One of the most important people in the long history of one of the most illustrious teams ever to have graced the grand prix grid, Warr acted as team manager at Team Lotus under the legendary Colin Chapman from October, 1969, before departing for fresh pastures and later returning in 1981. He subsequently took over at the helm outright following Chapman's untimely death in December, 1982, and remained at Lotus until 1989 when he left to become a permanent FIA race steward and later secretary of the British Racing Drivers' Club (BRDC).

A natural leader, the former Royal Guards officer played a key role in helping to mastermind the world championship glories of Jochen Rindt and Emerson Fittipaldi in 1970 and 1972 respectively - the latter, incredibly, in only his second season of F1 at the time - and he was the man who boldly went against the wishes of Team Lotus' chief sponsor John Player & Sons (JPS) in signing Ayrton Senna in-place of Nigel Mansell for 1985.

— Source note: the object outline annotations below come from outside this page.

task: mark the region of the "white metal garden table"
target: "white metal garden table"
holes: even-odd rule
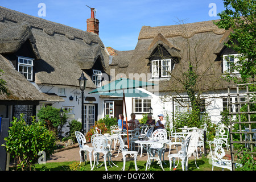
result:
[[[134,143],[142,144],[144,149],[147,151],[147,160],[146,166],[146,171],[147,171],[148,167],[148,168],[150,167],[150,165],[151,164],[151,160],[154,159],[156,159],[158,162],[158,164],[159,164],[160,167],[161,167],[162,169],[164,171],[161,162],[162,151],[162,149],[164,148],[166,143],[167,143],[168,142],[170,142],[169,140],[136,140],[134,142]],[[159,148],[157,150],[154,149],[155,152],[158,154],[157,156],[153,156],[153,155],[152,154],[152,150],[150,148],[150,146],[154,144],[163,144],[163,147],[161,148]]]

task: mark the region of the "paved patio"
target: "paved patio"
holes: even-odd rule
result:
[[[86,144],[89,145],[89,146],[92,147],[91,143],[86,143]],[[119,147],[119,145],[117,145],[116,147],[116,150],[114,150],[114,144],[112,144],[112,160],[122,160],[122,155],[121,152],[119,152],[119,155],[117,156],[118,154],[118,147]],[[180,150],[180,146],[178,146],[178,150]],[[201,148],[203,150],[203,148]],[[135,151],[138,151],[138,148],[135,147]],[[164,160],[169,160],[168,158],[169,153],[169,146],[167,146],[166,152],[164,154]],[[175,154],[176,153],[176,147],[174,147],[174,146],[172,146],[171,149],[171,153]],[[137,158],[137,160],[144,160],[146,161],[147,160],[147,155],[145,150],[143,150],[143,152],[142,153],[142,156],[141,158],[141,151],[139,151],[138,156]],[[199,156],[200,157],[200,155]],[[189,158],[190,159],[194,159],[193,156],[192,156],[191,158]],[[88,161],[89,162],[89,157],[87,158]],[[73,148],[70,148],[68,150],[65,150],[60,152],[55,152],[53,155],[52,155],[51,156],[51,158],[47,160],[47,163],[51,163],[51,162],[69,162],[69,161],[80,161],[80,157],[79,155],[79,147],[75,147]],[[93,160],[93,159],[92,159]],[[126,160],[134,160],[133,158],[129,158],[129,156],[126,156]],[[103,160],[103,157],[102,155],[100,155],[100,160],[102,161]]]

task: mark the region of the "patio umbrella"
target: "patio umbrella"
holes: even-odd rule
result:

His equally bold and colourful assertion that Mansell - with whom he endured a famously difficult relationship - would 'never win a grand prix as long as I have a hole in my ar*e' after the British star crashed out of the lead in Monaco in 1984, was somewhat less prophetic, however...

Warr was also a handy driver in his own right, competing in in sportscars and Formula Junior in his early years and going on to triumph in the non-championship 1963 Japanese Grand Prix at Mount Fuji in a Lotus 23, but his true expertise lay in team management. Aside from Team Lotus, he also worked with great success for Wolf - with Jody Scheckter winning on the team's top flight debut in the 1977 Argentine Grand Prix under Warr's guidance, and twice more later on in the campaign - and Fitipaldi following Wolf's merger with the eponymous Brazilian outfit at the end of the decade.

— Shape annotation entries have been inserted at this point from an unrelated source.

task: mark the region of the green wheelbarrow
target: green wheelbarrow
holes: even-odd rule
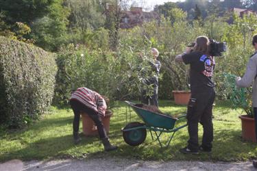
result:
[[[166,147],[168,147],[175,133],[187,126],[187,124],[185,124],[174,128],[176,121],[180,118],[185,118],[186,114],[174,118],[168,115],[154,113],[144,109],[142,108],[143,106],[143,104],[135,104],[129,101],[125,101],[125,103],[127,103],[130,107],[133,109],[139,118],[144,122],[144,123],[138,122],[130,122],[121,129],[124,141],[130,146],[138,146],[144,142],[147,136],[146,130],[148,129],[150,131],[152,140],[154,140],[154,139],[158,140],[161,147],[164,144],[160,142],[160,135],[162,133],[171,133],[171,135],[165,145]],[[129,111],[130,114],[130,108]],[[156,138],[154,138],[153,132],[155,133]]]

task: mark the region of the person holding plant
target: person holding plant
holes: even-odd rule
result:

At the suggestion of Chapman's son Clive, a delighted Warr was invited to attend F1's 60th anniversary celebrations in Bahrain earlier this year, at which he was able to watch legends Fittipaldi and Mario Andretti drive the same iconic JPS-liveried cars with which they had clinched the title more than three decades earlier.

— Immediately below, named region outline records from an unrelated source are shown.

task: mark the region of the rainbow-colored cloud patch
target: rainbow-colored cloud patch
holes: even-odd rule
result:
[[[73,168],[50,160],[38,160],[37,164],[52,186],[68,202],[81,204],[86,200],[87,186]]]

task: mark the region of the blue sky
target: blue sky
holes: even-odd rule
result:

Warr sadly passed away after suffering a heart attack in southern France, to where he had retired following the end of his F1 career.

"Not only have I lost a good friend, but Peter will be missed by the thousands of people that knew him," the sport's commercial rights-holder Bernie Ecclestone told the BBC. "When Peter was in F1, he helped me to build it to what it is today. Thank you, Peter."

"Peter was a great supporter of our racing aspirations, and it was fantastic to meet someone with such knowledge, spirit and passion for Lotus and for our sport," added current Lotus Racing team principal Tony Fernandes.

All of us here at extend our deepest sympathies to Peter's family.